Meta's (lack of) Agency
Back in 2018, Mark Zuckerberg wrote on Facebook:
“One of our big focus areas for 2018 is making sure the time we all spend on Facebook is time well spent.
…recently we've gotten feedback from our community that public content -- posts from businesses, brands and media -- is crowding out the personal moments that lead us to connect more with each other.
It's easy to understand how we got here. Video and other public content have exploded on Facebook in the past couple of years. Since there's more public content than posts from your friends and family, the balance of what's in News Feed has shifted away from the most important thing Facebook can do -- help us connect with each other.
…I want to be clear: by making these changes, I expect the time people spend on Facebook and some measures of engagement will go down.”
During 2018-20 period, one KPI Meta (then Facebook) often used to mention in earnings calls is MSI or Meaningful Social Interaction which prioritizes social interactions over passive consumption of content.
It is, of course, quite rare for a business to knowingly pursue a strategy that will certainly harm both their top and bottom line in the near term in the hope that it may yield long-term benefits. This was also perhaps indicative of Meta’s level of comfort of their own position in consumers lives to the extent that they wanted to exert how their users should spend their time. Meta thought connection is the long-term moat and if they can build more meaningful interactions through Meta’s properties, that should lead to long-term relevance of its business even if it means some short-term sacrifices in top and bottom line.
However, the promised benefits in the long-term were far more uncertain than even Meta perhaps appreciated. The attention landscape is just too volatile to “model” the financials with very high confidence. You could go back to 2010 and worry about Meta’s transition to mobile. Even in 2015, you could be understandably a bit worried if someone told you that the two most interesting formats for the “next five years” would be ephemeral stories and short-form videos and both of them would be invented by Meta’s competitors which would force Meta to play catch-up.
Even in 2021 when TikTok threat was way more apparent, majority of Facebook feed consisted of content from your friends and people you chose to follow. While looking at a chart like this, I used to be deeply concerned about a major risk Meta faces. Meta doesn’t publish this data, but I suspect if we could see content posted on feed per MAU per month over time, it is likely to be in secular decline. So, if Meta doesn’t have enough content to fill our feeds to keep it engaging, will we really spend much time on Meta’s apps in the long run?

A lot of people look at big tech companies and overestimate how much agency these companies have over our lives.

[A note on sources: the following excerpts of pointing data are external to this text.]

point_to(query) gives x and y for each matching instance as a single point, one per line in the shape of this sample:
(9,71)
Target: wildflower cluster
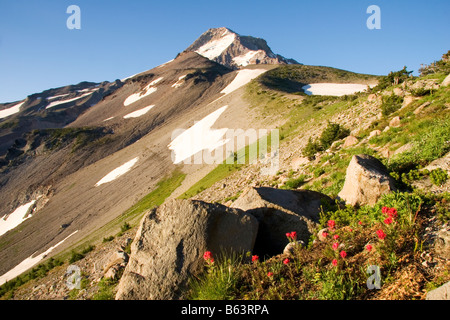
(207,256)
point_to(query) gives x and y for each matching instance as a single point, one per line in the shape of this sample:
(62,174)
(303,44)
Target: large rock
(366,180)
(441,293)
(169,245)
(279,212)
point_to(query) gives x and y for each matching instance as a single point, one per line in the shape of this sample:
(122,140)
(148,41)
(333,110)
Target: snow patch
(244,60)
(242,78)
(10,111)
(56,103)
(213,49)
(15,218)
(138,113)
(333,89)
(179,82)
(199,137)
(113,175)
(29,263)
(149,89)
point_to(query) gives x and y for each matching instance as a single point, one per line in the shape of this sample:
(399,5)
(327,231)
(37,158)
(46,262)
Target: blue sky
(120,38)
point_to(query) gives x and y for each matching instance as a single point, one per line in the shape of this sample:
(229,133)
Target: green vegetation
(393,78)
(331,133)
(106,288)
(294,183)
(442,66)
(438,176)
(391,104)
(75,256)
(38,272)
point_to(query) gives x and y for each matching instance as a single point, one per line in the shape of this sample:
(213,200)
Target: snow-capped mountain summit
(228,48)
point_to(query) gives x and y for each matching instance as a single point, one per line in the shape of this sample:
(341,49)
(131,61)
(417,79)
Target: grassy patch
(335,268)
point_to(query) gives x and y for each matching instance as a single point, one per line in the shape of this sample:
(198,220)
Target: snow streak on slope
(242,78)
(198,137)
(214,48)
(138,113)
(179,82)
(333,89)
(149,89)
(244,59)
(29,263)
(15,218)
(10,111)
(118,172)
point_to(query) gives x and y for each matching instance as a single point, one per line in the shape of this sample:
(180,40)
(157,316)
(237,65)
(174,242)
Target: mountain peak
(233,50)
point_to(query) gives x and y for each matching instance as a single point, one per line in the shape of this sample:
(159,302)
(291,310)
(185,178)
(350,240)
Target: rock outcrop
(228,48)
(366,180)
(170,243)
(279,212)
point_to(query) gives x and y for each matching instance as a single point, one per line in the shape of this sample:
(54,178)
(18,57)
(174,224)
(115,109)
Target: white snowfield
(29,263)
(198,137)
(214,48)
(244,60)
(15,218)
(333,89)
(138,113)
(113,175)
(179,83)
(242,78)
(56,103)
(11,110)
(149,89)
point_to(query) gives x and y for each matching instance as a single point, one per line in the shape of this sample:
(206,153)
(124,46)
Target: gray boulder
(170,242)
(366,180)
(279,212)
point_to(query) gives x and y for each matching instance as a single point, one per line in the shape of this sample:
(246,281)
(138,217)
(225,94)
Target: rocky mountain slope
(235,51)
(106,170)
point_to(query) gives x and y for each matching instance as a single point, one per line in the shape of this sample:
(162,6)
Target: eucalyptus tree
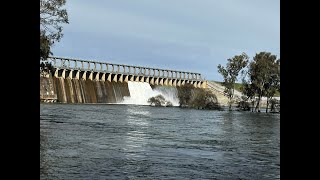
(231,72)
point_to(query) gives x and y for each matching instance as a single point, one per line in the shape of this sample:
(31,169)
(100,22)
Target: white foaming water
(140,92)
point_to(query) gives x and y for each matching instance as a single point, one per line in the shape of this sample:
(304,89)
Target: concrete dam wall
(67,90)
(83,81)
(88,91)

I think what is perhaps likely much closer to reality is these companies, especially Meta are in the business of very closely observing our own behavior and then trying their bloody best to serve our own preferences. To the extent they fail to do this job well, the users still have plenty of agency to go elsewhere to satisfy their preference.
Given this reality, it is perhaps less surprising that Meta’s 2Q’25 transparency report shows a dramatically different picture of their feed compared to just four years ago!

I do want to highlight that connection remains a core dynamic in Meta’s properties, but the way we connect these days has fundamentally shifted over the last few years. Adam Mosseri hinted at this in this thread:
People are sharing to feeds less, but to stories more and (even photos and videos) in messages even more still…So it's no so much that people are sharing less, but rather than they're sharing differently.
Ultimately, feed itself has lost its relevance a bit over time and conversation has gradually shifted to private DMs. Mosseri mentioned in Rick Rubin’s podcast that “young people literally spend more time in DMs than they do in stories or feed.”
Meta perhaps entertained the audacity that their users would rather adapt to Meta’s own goals of increasing meaningful interactions online than spending more of their time online elsewhere outside of Meta’s properties. It took them a few years to realize that they likely underestimated their users’ agency. You may not like the fact that so many people CHOOSE to “waste” their time watching short-form videos online, but I think it is helpful to remember how we ended up here and not get the cause and effect backward. And if we can appreciate our own agency in building the current attention landscape, it would be easier to solve the problem (if you do consider it a problem). Personally speaking, I have always struggled with binge watching shows on Netflix. The cliffhangers at the end of each episode feel too tempting for me to stop watching the next one; my wife doesn’t seem to have this problem, so this is clearly a “me” problem. If you ever binge watched a show, you know after a few episodes it definitely starts to feel like your 4th ice cream in four hours. After experiencing this a few times, I remember that there is an easy solution for this. I can actually unsubscribe from Netflix. So a couple years ago, I did exactly that.